By the time Anne Briggs came to record this, her second album proper, she was already on her way out of a folk scene she had helped transform during the 1960s, when she had flitted through Albion’s folk clubs and pubs like an untamed nature spirit.
Belonging to country rather than town, disinclined to stay anywhere for long, Briggs had a mercurial quality that chimed with the strangeness of English folksong – it was easy to imagine encountering her materialising in the mists above Blackwater Side or rambling through the greenwood, lurcher in tow, exactly as the cover of The Time Has Come depicts her.
The urge for freedom that would lead her to vanish (leaving a third album complete but unissued) was there in her singing. Blessed with a skylark of a voice that was usually unaccompanied, Briggs would inhabit a song rather than deliver it note perfect.
It was a quality better suited to the traditional fayre with which she made her name than to the originals and covers here – her versions of “Reynardine” and the rest remain timeless, whereas The Time Has Come gets by more on period charm.
By this time Anne was accompanying herself – adequately but no more – on guitar and (unusually for 1970) bazouki. The real problem is material too slight for her wildness. “Fire and Wine”, borrowed from a friend, is a campfire singalong, “Ride Ride” a tepid re-run of “Railroad Bill”, “Everytime” and “Tidewave” half-formed ideas. Add a couple of ho-hum instrumentals and you’re half an album down.
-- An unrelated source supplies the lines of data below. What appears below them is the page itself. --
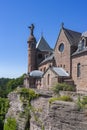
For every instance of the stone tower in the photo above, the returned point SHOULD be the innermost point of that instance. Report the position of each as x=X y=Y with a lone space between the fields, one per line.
x=31 y=50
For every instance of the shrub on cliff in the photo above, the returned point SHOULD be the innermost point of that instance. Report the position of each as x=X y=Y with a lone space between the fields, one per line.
x=28 y=94
x=10 y=124
x=4 y=104
x=61 y=98
x=62 y=86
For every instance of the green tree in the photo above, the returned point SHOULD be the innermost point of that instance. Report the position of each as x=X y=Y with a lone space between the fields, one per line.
x=10 y=124
x=4 y=104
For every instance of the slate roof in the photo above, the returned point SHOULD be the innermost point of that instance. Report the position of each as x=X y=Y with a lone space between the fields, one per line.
x=60 y=71
x=42 y=45
x=36 y=73
x=73 y=37
x=49 y=58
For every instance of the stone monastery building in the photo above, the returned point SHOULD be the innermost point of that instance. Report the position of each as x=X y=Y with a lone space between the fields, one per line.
x=67 y=62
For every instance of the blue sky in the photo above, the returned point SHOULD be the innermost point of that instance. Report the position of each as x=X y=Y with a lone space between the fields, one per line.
x=46 y=15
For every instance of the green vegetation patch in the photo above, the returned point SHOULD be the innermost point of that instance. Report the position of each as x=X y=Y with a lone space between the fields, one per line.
x=61 y=98
x=62 y=86
x=82 y=103
x=4 y=105
x=10 y=124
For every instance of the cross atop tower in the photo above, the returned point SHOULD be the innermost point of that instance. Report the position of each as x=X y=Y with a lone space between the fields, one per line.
x=62 y=25
x=31 y=29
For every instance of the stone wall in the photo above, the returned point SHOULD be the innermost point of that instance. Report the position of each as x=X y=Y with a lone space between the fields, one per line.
x=59 y=115
x=81 y=82
x=49 y=79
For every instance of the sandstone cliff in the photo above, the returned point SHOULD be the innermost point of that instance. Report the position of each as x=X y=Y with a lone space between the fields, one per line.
x=58 y=115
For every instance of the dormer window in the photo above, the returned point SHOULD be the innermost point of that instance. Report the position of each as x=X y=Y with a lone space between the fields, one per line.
x=83 y=43
x=61 y=47
x=78 y=70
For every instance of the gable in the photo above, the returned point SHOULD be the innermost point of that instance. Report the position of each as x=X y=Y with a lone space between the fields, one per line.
x=73 y=37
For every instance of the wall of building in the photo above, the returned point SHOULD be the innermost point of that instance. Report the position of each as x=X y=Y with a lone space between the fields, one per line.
x=49 y=79
x=63 y=58
x=81 y=82
x=45 y=66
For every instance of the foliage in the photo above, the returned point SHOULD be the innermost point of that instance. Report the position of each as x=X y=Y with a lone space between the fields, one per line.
x=10 y=124
x=7 y=85
x=28 y=94
x=82 y=103
x=62 y=86
x=4 y=104
x=61 y=98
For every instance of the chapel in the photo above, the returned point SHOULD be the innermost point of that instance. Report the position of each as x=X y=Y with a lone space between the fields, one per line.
x=66 y=62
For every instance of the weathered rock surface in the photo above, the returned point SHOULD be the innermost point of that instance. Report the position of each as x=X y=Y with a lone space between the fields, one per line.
x=16 y=110
x=59 y=115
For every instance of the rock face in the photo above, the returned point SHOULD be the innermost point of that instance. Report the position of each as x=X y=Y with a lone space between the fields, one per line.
x=16 y=110
x=59 y=115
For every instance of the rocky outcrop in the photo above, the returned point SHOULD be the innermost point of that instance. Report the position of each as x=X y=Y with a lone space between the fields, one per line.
x=16 y=110
x=59 y=115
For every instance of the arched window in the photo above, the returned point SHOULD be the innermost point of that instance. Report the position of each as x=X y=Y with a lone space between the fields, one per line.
x=48 y=79
x=83 y=43
x=78 y=70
The remainder, though, has real strength. The title track – already covered by Pentangle among others – retains an easy charm, and “Tangled Man”, “Wishing Well” (written with Bert Jansch) and “Sandman’s Song” show a songsmith in the making. Best of all comes Lal Waterson’s “Fine Horseman”, whose mood of languid romance is perfectly captured by vocals that ripple with love and lust. An imprefect creation, then, but one of immense charm.